Recently I read a post on a Yahoo gay writers group that got me fired up. Author Mykola Dementiuk had just received a disturbing review of his new books, Vienna Dolorosa and Times Queer (Synergy Press.) The reviewer called his work 'depraved, 'fanatical', 'gruesome' and lacking in 'entertaining' values.

Many writers have been judged harshly by critics, including JD Salinger who, as recently as 1979 could boast that he had written the most frequently banned book in US history (The Catcher in the Rye.) Not being unfamiliar with disturbing reviews myself, I sent Mick this response:

Hi Mykola

I wanted to pass along my three-cent's worth on critics and reviews. A well-known Toronto literary agent once told me my first novel, A CAGE OF BONES, which contains a rape scene in a men's prison, was "disgusting". I sold it to an English publisher and it was published to very favourable reviews around the world, but also one very big pan in -- guess where? -- my hometown of Toronto.

Around the same time, I wrote what I consider my finest play, THE MICHAEL RIDLER PROJECT, about a man coming to terms with the death of his sadistic lover to AIDS. It's a true and not very pretty story. It opens with an anonymous sexual encounter between two men and includes a molestation scene in which an alcoholic mother abuses her ten-year-old son, who grows up to become the subject of the play. A highly renowned and highly closeted theatre director in Toronto wrote to tell me he thought it was "disgusting." Hmmm, I thought. That sounds familiar. It was eventually produced by my theatre company and got one of the best reviews of my career, as well as one outright pan in -- you guessed it! -- Toronto.

Allen Ginsberg, William Burroughs, DH Lawrence and Henry Miller are names you will be familiar with. They all offended somebody at some point in their careers. Their works have even been put on trial for breaching obscenity laws. All of the things that reviewer said about your book have been said of theirs. Who knows why. Closeted critics with something to hide? Born-again former sex trade workers with a bone to pick? Homophobes with hidden agendas? It doesn't matter. It didn't stop them from writing, even if it made somebody stop reading their work. Those people aren't your readership, so why should you care? But of course -- you're a writer, which makes you an extraordinarily senstitive person. It's one of the reasons we write, after all.

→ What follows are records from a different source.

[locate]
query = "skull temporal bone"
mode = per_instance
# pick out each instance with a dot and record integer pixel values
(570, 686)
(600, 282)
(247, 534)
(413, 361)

I was at the Cyndi Lauper True Colors Tour two nights ago. Rosie O'Donnell was one of the guests. The first thing she told the audience was that she'd just been voted Most Annoying Celebrity of the Year. We all cheered and clapped because, in our eyes, that was some accomplishment. To know you can move someone that much that they would pan your work is an accomplishment. You may never get over your sensitivity to unkind criticism, but go out and have a drink to remind yourself that you write because you have something to say, and don't worry whether anybody wants to hear about it or not. Eventually you'll find the people who do.


1 comment:

M.Christian said...

I can't agree more! People have always been petty, trying to push their own little agendas, but I think the web has exacerbated this: now writers are all too often authors slamming into ‘review’ sites run by people who are either unqualified or are just using their tiny kingdoms to make themselves feel superior.

Nick is a fine writer and his book is great. If anyone doesn't want to review it, fine, but no one has the right to slam an author like these twits did.